In 1984, Edwards spearheaded the organisation of what would become the Manchester Sickle Cell & Thalassaemia Centre through her work at the Moss Side Family Advice Centre. Recognising the lack of information available and understanding of sickle cell disease in the community, the centre brought public health officials together to study the number of community members impacted by the disease, the services they needed, and whether providers were able to service these needs. Raising funds through local businesses, the research they financed found large numbers of persons with sickle cell disease in Greater Manchester, as well as a high incidence of Thalassemia. The centre taught the community about the disease and also worked to provide counselling and referral services. In 1991, it changed its name when funding was permanently provided by the Manchester Health Authority. Edwards was one of the founders in 1986, of Cariocca Enterprises Manchester Limited, an organisation created to expand entrepreneurial opportunities in the inner-city. In 1988, she began an archival project, the Roots Family History Project (also known as the Roots Oral History Project), to collect the stories of British migrants. She managed the project until 2012, when she donated the material she had collected to the Ahmed Iqbal Ullah Race Relations Resource Centre.

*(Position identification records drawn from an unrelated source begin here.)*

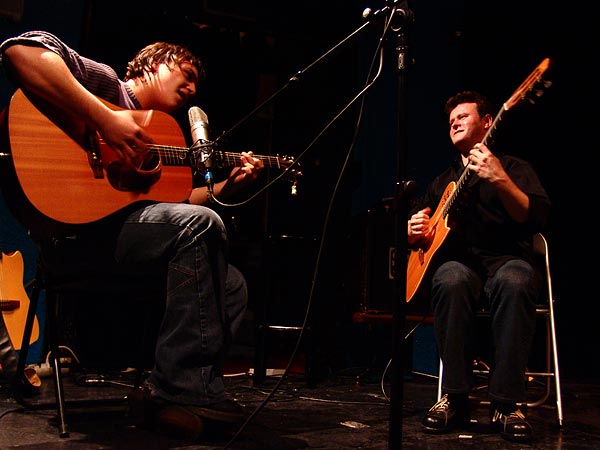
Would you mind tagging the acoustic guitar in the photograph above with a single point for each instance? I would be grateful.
(14, 301)
(420, 257)
(55, 172)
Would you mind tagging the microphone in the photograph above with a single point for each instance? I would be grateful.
(199, 128)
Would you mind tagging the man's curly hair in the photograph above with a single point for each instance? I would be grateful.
(161, 53)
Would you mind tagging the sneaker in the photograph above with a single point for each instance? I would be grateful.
(447, 414)
(511, 423)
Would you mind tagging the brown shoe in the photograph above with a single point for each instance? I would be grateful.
(181, 421)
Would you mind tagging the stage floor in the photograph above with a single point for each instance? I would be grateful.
(348, 410)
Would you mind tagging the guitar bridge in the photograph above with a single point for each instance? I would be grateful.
(94, 158)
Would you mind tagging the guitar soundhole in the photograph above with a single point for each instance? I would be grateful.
(124, 177)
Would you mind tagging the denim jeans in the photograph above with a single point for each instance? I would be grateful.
(206, 297)
(511, 295)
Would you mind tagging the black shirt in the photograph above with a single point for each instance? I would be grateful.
(483, 235)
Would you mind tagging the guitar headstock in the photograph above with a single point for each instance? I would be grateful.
(533, 84)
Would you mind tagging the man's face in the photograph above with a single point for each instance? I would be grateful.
(173, 85)
(466, 127)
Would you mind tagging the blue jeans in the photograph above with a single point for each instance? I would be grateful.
(510, 295)
(206, 297)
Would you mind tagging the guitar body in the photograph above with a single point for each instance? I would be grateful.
(420, 257)
(54, 172)
(14, 301)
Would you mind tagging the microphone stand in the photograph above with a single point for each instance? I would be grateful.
(400, 23)
(403, 18)
(373, 18)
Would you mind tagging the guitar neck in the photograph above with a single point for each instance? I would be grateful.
(182, 156)
(465, 176)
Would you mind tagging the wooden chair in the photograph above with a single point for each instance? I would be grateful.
(65, 271)
(545, 310)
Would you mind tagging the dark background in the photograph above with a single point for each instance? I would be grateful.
(252, 49)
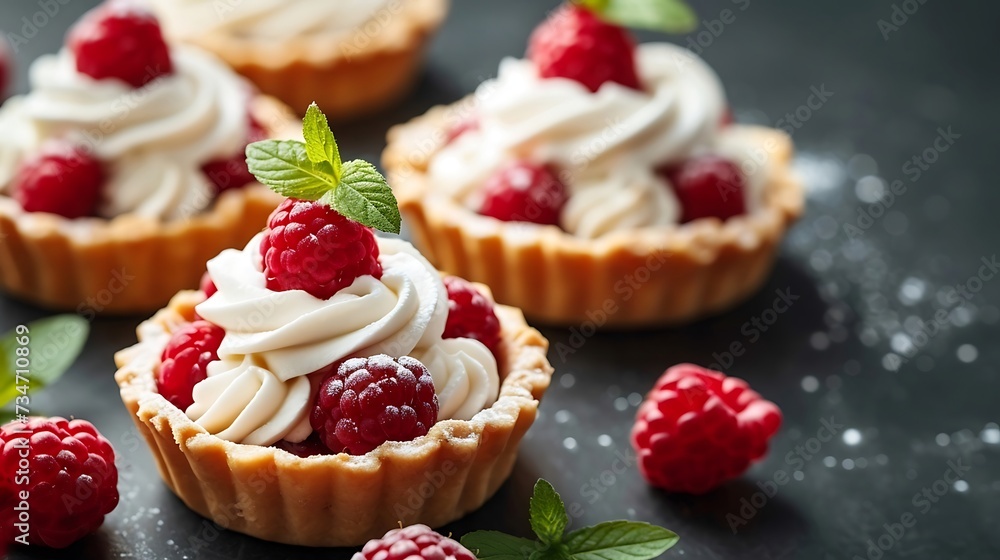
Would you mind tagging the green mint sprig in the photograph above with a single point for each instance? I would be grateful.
(611, 540)
(37, 354)
(670, 16)
(314, 171)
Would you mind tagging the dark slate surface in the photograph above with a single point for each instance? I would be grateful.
(909, 404)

In 1989, Phil Thomas, a psychiatrist working at Saint Mary's Hospital for the Manchester Royal Infirmary was invited by Edwards and the other founders of CHEL to serve on the steering committee of the African Caribbean Mental Health Project. Thomas conducted research into the Black people confined in mental institutions and confirmed the disproportionate misdiagnoses and number of confinements. The organization continued to provide educational information and support to families, but also secured government funding to enable the appointment of staff in hospitals, home care, community clinics and secure facilities to support African and Caribbean people and families on mental health services. In 1990, Edwards became the chair of the NIA Center in Hulme, now the Niamos Center, which served as an Afro-centric arts and cultural hub, promoting dance, drama, and music.

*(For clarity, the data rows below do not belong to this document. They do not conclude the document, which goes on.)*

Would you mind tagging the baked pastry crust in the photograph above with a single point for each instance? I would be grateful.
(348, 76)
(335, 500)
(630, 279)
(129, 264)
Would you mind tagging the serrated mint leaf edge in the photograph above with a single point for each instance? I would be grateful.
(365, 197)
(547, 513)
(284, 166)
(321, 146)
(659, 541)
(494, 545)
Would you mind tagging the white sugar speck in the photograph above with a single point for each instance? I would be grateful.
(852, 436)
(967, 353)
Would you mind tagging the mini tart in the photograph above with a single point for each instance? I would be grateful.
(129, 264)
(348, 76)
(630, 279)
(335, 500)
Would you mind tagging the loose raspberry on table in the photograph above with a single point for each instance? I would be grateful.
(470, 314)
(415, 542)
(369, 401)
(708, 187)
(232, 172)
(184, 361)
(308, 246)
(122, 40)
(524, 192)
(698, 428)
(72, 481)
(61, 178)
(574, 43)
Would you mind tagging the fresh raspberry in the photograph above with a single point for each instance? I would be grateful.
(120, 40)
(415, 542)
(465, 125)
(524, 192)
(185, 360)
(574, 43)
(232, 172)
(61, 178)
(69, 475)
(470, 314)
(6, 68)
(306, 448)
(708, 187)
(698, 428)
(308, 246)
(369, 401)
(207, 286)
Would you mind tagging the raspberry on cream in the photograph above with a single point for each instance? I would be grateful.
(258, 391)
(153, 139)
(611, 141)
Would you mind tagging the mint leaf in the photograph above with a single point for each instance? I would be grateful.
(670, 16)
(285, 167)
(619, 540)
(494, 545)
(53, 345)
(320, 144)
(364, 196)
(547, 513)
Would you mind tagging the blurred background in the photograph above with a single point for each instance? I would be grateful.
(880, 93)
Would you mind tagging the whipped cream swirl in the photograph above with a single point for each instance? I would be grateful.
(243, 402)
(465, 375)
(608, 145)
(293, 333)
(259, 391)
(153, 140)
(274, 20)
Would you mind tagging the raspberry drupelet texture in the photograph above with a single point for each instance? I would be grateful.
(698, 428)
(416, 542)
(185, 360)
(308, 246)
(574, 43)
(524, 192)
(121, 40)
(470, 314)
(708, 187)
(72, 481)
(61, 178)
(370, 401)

Having been involved in the activities of over thirty-five service organizations including the African Caribbean Care Group for the Elderly & Infirm, Black People in the Criminal Justice System, the Family Advice & Community Resource Centre, and the Mosscare Housing Association, among many others, in 1994, she was honoured as a Member of the British Empire for her dedication to community activism and service. She was also awarded an honorary Master of Arts degree from the University of Manchester, and was granted an honorary chieftainship for her community work by the Nigerian Community of Manchester. Edwards retired in 1998, Berry died in 2003, and in 2017, she returned to live in Guyana. In 2019, she returned to Manchester and was treated at the Manchester Royal Infirmary for cancer.

==Death and legacy==
Edwards died on 22 January 2021 in Georgetown and a celebratory wake was held to honour her at the Manchester Cathedral on 5 March 2021. A plaque commemorating the founders, including Edwards, of the Arawak Walton Housing Association was unveiled at their foundation headquarters in 2013. The Elouise Edwards Photograph Collection and her papers are housed at the Ahmed Iqbal Ullah Race Relations Resource Centre in Manchester.